InfoSec Briefing - June 14, 2026

🎧 Audio Briefing

Playback Speed:

Cyber security developments for Sunday the 14th of June 2026 covering articles added to the BlueTeamSec community on infosec.pub. Today we have 3 articles to cover. All attribution is by the article authors. All article analysis is automated.

IBM X-Force has published research on Interlock and Rhysida, two ransomware groups that appear to share tooling—specifically a backdoor called Supper—whilst maintaining separate infrastructure and targeting strategies. The analysis notes that falling development costs, partly driven by AI, are enabling less sophisticated actors to run high-impact ransomware operations, which is a slightly concerning trend.

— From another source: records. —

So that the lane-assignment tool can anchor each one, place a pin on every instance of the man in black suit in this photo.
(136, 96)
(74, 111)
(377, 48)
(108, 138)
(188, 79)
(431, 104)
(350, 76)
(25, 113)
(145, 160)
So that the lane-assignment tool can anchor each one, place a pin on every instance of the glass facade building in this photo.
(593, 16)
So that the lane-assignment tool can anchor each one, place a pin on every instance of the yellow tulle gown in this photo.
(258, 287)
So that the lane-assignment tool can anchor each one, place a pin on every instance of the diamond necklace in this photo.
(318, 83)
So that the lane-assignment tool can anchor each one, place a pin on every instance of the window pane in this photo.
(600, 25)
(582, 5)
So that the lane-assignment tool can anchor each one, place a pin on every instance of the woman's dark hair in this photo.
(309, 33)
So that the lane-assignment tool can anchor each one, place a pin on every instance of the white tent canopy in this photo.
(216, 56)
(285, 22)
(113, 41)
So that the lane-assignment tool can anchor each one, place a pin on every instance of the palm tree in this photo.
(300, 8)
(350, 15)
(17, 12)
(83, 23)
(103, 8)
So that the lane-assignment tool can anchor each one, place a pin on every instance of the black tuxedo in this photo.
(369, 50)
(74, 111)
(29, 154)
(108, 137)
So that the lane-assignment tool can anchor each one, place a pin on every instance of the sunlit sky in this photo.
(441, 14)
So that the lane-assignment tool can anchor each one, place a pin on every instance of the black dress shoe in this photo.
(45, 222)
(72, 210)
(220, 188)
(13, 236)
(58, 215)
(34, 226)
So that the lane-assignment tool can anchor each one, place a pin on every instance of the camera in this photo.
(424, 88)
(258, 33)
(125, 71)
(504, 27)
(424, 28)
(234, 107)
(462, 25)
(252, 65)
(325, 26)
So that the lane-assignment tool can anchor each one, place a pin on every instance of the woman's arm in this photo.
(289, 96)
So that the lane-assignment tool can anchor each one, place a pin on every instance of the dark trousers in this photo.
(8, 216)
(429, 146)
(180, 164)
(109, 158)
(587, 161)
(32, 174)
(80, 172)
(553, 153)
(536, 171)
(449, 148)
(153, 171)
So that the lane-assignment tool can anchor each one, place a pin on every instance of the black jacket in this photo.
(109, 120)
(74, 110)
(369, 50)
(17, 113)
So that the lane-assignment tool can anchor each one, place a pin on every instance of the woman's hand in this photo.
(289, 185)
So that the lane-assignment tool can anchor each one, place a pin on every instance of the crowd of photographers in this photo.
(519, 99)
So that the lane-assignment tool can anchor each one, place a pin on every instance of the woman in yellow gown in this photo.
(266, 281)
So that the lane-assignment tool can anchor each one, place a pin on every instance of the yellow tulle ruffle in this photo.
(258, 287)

Researchers have built a detection pipeline using Anthropic's Claude Compliance API to spot misuse in large language model chat sessions—things like jailbreak attempts or sensitive data leaking out through the conversation itself. It's a three-stage setup feeding into a SIEM, and worth a look if you're running Claude Enterprise and trying to work out what monitoring actually looks like when the content is the attack surface.

Trail of Bits uncovered a category of weak cryptographic keys they're calling short-sleeve keys, traced back to a type mismatch bug in CompleteFTP software that ran from 2016 through to 2023. The vulnerability let them factor over 600 RSA and 74 DSA private keys from internet scans, with similar patterns turning up in keys from Yahoo, Verizon, and NetApp kit. The bug created predictable zero-bit patterns in the random number generator output, making factorisation rather quicker than intended.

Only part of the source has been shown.